Results of a multicenter observational study suggest that testing for a panel of genes may be the wave of the future for hereditary breast and ovarian cancer and alter the course of clinical management. The findings, published in JAMA Oncology, showed that detection of mutations in genes beyond BRCA1 and 2 would be likely to lead to recommendations for more cancer screening and/or preventive measures for women at risk of breast cancer and their family members unaffected by the disease.
The goal of the research, conducted between 2001 and 2014 at 3 academic centers, was to determine the potential clinical effect of multigene panel testing for hereditary breast and ovarian cancer in a clinical representative cohort.
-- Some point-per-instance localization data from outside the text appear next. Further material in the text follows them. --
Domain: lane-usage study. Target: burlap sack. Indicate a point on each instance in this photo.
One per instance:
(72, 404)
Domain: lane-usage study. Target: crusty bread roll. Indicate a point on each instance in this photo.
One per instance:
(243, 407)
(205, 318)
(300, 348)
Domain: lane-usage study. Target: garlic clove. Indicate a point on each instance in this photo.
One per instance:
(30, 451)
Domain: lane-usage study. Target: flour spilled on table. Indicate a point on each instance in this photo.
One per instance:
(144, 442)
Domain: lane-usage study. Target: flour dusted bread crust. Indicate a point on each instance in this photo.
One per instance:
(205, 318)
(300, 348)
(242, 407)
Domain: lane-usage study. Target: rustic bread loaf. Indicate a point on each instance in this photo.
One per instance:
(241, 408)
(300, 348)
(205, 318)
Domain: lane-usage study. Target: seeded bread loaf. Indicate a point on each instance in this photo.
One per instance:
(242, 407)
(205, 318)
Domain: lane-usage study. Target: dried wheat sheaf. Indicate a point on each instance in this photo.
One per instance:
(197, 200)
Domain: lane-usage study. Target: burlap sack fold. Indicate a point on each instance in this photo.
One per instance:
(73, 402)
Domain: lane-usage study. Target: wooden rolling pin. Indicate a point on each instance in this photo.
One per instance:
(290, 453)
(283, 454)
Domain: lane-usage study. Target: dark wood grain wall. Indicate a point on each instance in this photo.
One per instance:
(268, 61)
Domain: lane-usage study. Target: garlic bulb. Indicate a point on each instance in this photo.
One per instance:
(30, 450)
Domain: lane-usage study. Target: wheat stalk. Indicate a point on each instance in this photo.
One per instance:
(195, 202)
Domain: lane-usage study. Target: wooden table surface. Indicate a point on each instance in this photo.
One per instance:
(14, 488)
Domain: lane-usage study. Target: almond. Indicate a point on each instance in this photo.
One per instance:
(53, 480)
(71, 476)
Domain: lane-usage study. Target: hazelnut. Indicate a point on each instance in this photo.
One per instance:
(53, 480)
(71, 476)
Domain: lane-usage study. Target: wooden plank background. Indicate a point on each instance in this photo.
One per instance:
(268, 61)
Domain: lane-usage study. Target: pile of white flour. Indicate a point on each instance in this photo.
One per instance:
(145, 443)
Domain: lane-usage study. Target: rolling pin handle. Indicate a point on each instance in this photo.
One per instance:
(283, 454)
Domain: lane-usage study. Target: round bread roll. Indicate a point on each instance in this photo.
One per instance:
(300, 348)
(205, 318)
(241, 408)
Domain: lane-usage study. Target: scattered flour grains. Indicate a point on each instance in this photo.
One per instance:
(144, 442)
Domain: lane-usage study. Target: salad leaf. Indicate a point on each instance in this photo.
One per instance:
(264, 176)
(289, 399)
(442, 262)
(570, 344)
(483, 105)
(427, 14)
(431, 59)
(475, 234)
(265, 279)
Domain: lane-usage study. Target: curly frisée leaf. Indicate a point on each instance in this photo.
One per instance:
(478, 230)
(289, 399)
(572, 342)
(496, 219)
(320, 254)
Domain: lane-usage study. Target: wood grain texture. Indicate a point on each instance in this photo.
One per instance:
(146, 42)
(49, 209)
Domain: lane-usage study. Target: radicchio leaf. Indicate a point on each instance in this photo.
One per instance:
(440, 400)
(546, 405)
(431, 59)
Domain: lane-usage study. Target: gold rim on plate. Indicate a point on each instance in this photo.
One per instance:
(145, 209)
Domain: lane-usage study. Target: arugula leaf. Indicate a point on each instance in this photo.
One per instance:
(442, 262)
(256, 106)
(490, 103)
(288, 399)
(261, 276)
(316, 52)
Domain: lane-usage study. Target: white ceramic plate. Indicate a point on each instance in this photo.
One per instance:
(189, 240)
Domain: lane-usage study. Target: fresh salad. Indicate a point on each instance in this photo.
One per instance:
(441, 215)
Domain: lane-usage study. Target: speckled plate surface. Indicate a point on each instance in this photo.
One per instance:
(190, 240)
A total of 1046 women were enrolled and testing at Stanford University and Massachusetts General Hospital was with the 29-gene Hereditary Cancer Syndromes test (Invitae) and at Beth Israel Deaconess Medical Center was with the 25-gene MyRisk test (Myriad Genetics).
Forty of the women who were BRCA1/2-negative (3.8%; 95% CI, 2.8%-5.2%) harbored deleterious genetic mutations, most often in moderate-risk breast and ovarian cancer genes (CHEK2, ATM, and PALB2) and Lynch syndrome genes. Most of the mutations (92%) found in these women and 23 other mutation-positive women enrolled from the clinics were consistent with the spectrum of cancer(s) observed in those patients or their families, leading the authors to conclude that their results were clinically significant.
For 33 of the 63 women (52%) with mutations, under current guidelines, the results of the testing would trigger a recommendation for additional disease-specific screening or preventive measures beyond what would be standard based on personal and family history alone. Additional familial testing also would be considered for those with first-degree relatives (42 [72%] of 58; 95% CI, 5.8%-82.2%) based on potential management changes for mutation-positive relatives. The clinical effect was not restricted to a few of the tested genes because most identified genes could change management for some patients.
The authors noted that of the mutations found with the multigene panel testing, only 3 were in high-risk breast cancer genes other than BRCA1/2 (CDH1) and 4 were in genes that do not have a well-established link to hereditary breast and ovarian cancer (2 in CDKN2A, 1 biallelic in MUTYH, and 1 in APC).
While indicating that their study provides “key new information regarding the utility of multigene testing,” the researchers noted some limitations. The clinical effect of the testing is likely to apply only to an appropriately selected cohort. The findings do not apply to population screening for mutations because the cancer risk estimates and probability that an identified mutation would change clinical management are influenced by ascertainment. Management recommendations for hereditary breast and ovarian cancer also are likely to change in the future.